Normal curves, histograms and underlying populations

A normal distribution curve is really a histogram — it can be thought of as the histogram of an extremely large population of marks that underlies the available data.

For example, we might consider a single class to be a 'randomly selected' collection of students from a large 'population' of potential students from similar backgrounds who have been taught in the same way. The normal curve therefore approximates the histogram the distribution of marks from similar students who have been taught in this way in general.

Area = proportion of values

A normal distribution curve therefore has the same properties as a histogram. In particular, the area under the curve above a particular range of values on the axis is equal to the proportion of values in that range.

When a normal distribution is used to describe an 'underlying population', we call the proportion of values in any range the probability of getting a value in that range.

This relationship between area and probability (or proportion of values) is central to the understanding of normal curves

 

The diagram below shows the histogram of 30 marks.

In histograms, each value is represented by a rectangle of the same area. As a result, the proportion of values in any histogram bin is given by the area of the rectangle above that bin.
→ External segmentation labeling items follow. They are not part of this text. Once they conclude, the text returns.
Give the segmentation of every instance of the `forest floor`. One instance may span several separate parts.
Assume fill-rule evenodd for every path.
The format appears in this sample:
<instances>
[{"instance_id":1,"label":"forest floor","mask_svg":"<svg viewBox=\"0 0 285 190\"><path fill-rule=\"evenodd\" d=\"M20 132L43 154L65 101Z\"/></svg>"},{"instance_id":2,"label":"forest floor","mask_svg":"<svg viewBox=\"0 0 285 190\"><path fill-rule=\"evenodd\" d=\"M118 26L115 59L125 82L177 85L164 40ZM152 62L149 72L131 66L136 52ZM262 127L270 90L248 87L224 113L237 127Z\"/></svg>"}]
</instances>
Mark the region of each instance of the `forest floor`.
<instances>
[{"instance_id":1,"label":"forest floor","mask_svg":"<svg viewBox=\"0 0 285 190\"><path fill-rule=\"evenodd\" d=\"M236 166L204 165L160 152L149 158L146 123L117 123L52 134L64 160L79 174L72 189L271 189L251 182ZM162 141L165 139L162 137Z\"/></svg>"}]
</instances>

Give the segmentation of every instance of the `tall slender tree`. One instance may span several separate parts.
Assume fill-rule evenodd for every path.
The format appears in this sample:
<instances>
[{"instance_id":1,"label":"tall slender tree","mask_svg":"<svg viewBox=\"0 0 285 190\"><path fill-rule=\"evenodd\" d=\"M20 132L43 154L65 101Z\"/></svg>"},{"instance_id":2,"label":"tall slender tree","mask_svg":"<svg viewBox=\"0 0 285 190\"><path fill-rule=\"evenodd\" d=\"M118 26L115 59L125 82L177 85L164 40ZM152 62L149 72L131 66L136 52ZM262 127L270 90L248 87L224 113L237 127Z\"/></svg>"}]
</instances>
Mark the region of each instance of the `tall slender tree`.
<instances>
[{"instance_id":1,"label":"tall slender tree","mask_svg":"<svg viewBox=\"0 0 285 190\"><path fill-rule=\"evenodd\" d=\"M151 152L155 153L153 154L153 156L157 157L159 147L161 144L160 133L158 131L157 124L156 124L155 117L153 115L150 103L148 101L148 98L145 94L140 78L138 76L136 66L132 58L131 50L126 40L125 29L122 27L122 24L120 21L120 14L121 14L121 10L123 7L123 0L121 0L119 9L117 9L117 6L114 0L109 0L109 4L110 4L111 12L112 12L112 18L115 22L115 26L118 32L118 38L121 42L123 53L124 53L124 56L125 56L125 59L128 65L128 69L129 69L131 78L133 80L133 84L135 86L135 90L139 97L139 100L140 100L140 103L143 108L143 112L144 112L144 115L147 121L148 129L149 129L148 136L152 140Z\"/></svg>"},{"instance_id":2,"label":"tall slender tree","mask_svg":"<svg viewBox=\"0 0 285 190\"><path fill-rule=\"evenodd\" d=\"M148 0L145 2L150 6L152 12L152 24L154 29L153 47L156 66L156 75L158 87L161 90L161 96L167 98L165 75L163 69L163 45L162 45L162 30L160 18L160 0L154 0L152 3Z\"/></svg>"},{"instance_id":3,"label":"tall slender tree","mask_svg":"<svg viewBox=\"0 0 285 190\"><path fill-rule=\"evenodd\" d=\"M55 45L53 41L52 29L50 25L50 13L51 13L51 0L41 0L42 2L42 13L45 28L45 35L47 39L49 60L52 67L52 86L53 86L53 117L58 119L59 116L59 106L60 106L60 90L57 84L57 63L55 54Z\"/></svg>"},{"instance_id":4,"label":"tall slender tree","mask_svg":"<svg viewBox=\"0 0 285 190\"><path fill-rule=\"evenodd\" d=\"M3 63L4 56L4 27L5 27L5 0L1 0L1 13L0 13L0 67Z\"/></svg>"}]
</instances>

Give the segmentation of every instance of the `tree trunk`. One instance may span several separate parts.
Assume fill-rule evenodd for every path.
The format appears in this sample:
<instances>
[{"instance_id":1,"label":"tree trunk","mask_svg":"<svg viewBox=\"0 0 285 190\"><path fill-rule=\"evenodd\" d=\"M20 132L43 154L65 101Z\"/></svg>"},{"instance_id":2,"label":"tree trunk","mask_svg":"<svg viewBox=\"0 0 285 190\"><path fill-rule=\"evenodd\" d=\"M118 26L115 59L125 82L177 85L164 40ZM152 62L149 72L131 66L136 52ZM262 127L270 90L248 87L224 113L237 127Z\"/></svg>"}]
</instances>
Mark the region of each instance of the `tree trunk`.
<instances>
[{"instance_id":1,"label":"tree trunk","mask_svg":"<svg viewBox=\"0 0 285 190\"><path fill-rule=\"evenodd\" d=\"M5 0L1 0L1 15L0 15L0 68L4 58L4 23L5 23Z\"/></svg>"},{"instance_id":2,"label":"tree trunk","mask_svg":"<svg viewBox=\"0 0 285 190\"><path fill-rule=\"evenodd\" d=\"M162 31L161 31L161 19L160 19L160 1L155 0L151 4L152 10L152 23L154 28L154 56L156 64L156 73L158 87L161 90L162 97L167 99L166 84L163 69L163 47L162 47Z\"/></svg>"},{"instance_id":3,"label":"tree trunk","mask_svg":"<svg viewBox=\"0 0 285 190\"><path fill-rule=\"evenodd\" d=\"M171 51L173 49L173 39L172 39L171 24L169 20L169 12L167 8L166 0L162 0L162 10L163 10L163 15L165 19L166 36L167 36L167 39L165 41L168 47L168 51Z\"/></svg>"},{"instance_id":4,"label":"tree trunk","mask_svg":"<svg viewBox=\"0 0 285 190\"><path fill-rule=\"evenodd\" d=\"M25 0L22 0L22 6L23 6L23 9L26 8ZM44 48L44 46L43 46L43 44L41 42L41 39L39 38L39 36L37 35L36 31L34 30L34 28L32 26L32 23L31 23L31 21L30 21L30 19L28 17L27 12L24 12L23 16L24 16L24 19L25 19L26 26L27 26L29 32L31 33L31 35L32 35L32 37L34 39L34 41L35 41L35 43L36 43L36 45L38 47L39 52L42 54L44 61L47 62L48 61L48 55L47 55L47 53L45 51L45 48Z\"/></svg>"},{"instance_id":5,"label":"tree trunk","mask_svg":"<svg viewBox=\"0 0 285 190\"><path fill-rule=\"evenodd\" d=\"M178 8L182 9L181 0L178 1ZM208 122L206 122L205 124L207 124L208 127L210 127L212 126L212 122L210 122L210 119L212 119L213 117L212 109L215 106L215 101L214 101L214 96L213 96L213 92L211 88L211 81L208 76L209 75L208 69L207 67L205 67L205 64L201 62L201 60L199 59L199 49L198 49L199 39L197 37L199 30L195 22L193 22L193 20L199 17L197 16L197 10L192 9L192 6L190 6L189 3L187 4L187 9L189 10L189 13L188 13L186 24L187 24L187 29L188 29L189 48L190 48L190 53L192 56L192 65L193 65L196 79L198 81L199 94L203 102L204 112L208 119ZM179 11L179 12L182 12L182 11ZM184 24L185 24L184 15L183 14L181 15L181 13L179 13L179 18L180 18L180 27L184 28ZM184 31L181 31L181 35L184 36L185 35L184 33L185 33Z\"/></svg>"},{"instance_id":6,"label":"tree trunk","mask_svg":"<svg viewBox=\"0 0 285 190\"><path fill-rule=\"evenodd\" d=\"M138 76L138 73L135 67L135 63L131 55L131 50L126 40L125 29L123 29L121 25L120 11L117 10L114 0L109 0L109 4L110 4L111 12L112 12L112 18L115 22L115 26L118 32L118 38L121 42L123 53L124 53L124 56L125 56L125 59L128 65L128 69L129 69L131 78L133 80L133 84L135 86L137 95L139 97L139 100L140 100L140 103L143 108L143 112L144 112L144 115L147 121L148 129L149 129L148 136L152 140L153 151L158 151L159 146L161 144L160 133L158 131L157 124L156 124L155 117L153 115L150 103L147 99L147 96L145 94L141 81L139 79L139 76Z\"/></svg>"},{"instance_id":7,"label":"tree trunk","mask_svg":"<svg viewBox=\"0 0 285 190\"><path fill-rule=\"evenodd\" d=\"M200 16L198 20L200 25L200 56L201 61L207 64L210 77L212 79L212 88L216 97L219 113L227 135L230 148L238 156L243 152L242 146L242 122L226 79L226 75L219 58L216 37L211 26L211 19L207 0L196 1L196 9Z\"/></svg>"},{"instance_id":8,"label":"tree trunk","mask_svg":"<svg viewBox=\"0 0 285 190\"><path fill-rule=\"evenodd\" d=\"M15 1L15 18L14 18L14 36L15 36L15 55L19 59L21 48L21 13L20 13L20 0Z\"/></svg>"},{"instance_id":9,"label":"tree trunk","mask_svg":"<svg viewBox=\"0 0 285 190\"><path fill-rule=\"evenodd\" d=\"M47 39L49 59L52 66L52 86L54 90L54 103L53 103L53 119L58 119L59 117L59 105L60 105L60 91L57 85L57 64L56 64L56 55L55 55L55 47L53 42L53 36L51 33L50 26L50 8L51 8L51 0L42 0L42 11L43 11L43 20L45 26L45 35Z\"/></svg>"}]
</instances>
Drag with the mouse over some of the histogram bins to highlight them. The area above these bins is equal to the proportion of students with marks in the selected range.


The same holds for a normal curve. The normal distribution below approximates the distribution of the 30 marks in the previous histogram.

Again drag with the mouse over the diagram to highlight an interval of values. The probability of getting a value from the interval is equal to the area above that interval.